“I’m not against people’s First Amendment rights and speaking their minds and doing what they believe is right,” Brattin told hosts of The Big Show. “But they also had an obligation to play football, and they utilized their position as a football player to go on strike and put the university in a horrible situation. I don’t think that’s good conduct of a football team.”
When asked whether the players should be considered employees, Brattin responded: “They have to play to continue with their scholarship…They have certain parameters they have to live by.”
You can listen to the rest of the interview below.
On November 7, more than 30 football players at the University of Missouri linked arms and threatened to boycott games and practices over the university’s handling of a series of racially charged incidents on campus. The players’ involvement brought nationwide scrutiny to ongoing Mizzou protests, and two days later, university president Tim Wolfe and school chancellor R. Loftin Bowen resigned.
It was a huge win for the growing campus anti-racism movement. But under a new bill filed in the Missouri Legislature, the athletes who participated in the boycott could have had their scholarships revoked, based on their refusal to play.
House Bill 1743, filed by Rep. Rick Brattin on Friday, would allow colleges and universities to revoke student-athletes scholarships if they decline “to play for a reason unrelated to health.” The bill’s language has not yet been released, so it’s unclear if the bill covers all athletes in the state or just those at public institutions.
As Steve Silver, a lawyer based out of Philadelphia, points out at Above the Law: Redline, Brattin’s proposal reinforces the idea that college athletes have few, if any, rights and that public universities can use a college scholarship as “collateral for preventing athletes from exercising their First Amendment rights.” But, Silver argues, the proposal acknowledges that athletes operate under a different set of rules and that it violates the state’s own constitution: “Revoking a scholarship if an athlete elects to strike as a form of protest certainly seems like a strong way of the government impairing speech.”

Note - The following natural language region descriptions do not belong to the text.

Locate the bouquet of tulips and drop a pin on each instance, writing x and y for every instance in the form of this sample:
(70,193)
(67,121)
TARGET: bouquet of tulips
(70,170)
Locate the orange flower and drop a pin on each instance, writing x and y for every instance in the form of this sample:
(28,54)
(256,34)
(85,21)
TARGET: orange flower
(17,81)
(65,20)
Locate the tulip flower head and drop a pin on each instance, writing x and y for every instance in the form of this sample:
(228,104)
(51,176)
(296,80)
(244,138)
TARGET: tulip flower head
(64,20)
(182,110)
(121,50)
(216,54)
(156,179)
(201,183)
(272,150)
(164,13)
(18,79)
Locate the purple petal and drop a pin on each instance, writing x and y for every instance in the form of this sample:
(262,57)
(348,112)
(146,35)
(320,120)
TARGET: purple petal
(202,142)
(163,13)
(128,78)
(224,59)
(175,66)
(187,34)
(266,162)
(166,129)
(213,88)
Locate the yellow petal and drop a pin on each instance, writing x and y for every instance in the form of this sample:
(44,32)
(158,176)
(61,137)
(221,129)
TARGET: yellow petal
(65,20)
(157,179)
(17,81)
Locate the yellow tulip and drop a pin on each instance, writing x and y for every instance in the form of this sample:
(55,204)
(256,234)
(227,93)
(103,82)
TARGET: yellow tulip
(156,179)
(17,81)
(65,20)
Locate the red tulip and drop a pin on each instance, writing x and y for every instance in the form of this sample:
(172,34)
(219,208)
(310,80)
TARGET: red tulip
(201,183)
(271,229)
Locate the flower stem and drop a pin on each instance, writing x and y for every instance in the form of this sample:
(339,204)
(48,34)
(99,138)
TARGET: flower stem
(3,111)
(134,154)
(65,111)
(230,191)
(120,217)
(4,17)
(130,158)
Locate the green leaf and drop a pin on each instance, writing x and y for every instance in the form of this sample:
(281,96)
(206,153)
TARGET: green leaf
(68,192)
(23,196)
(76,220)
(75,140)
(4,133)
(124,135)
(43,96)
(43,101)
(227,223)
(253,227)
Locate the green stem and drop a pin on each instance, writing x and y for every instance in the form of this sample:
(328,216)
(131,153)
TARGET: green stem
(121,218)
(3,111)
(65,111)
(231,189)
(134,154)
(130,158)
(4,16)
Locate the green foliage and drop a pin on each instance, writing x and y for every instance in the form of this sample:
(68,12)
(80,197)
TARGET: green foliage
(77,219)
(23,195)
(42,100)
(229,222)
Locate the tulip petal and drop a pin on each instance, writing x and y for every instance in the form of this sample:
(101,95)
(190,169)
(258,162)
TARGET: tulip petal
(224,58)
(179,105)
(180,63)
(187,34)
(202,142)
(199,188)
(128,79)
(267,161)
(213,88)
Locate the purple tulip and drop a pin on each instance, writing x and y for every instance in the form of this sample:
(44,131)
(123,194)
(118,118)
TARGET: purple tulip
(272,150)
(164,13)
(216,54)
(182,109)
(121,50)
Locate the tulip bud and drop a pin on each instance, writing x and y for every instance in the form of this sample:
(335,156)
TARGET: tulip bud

This isn’t the first time that Brattin has introduced a controversial bill. Two years ago, Brattin raised a bill that would require Missouri schools to give equal textbook treatment to intelligent design and “destiny” as the study of evolution. And as we wrote last year, he brought a bill that would’ve forced pregnant women to obtain permission from the baby’s father if they wanted to get an abortion. In January, Brattin put forward a bill protecting outdoor spaces at public colleges and universities as public forums. All three measures failed to pass.
Brattin was not immediately available for comment.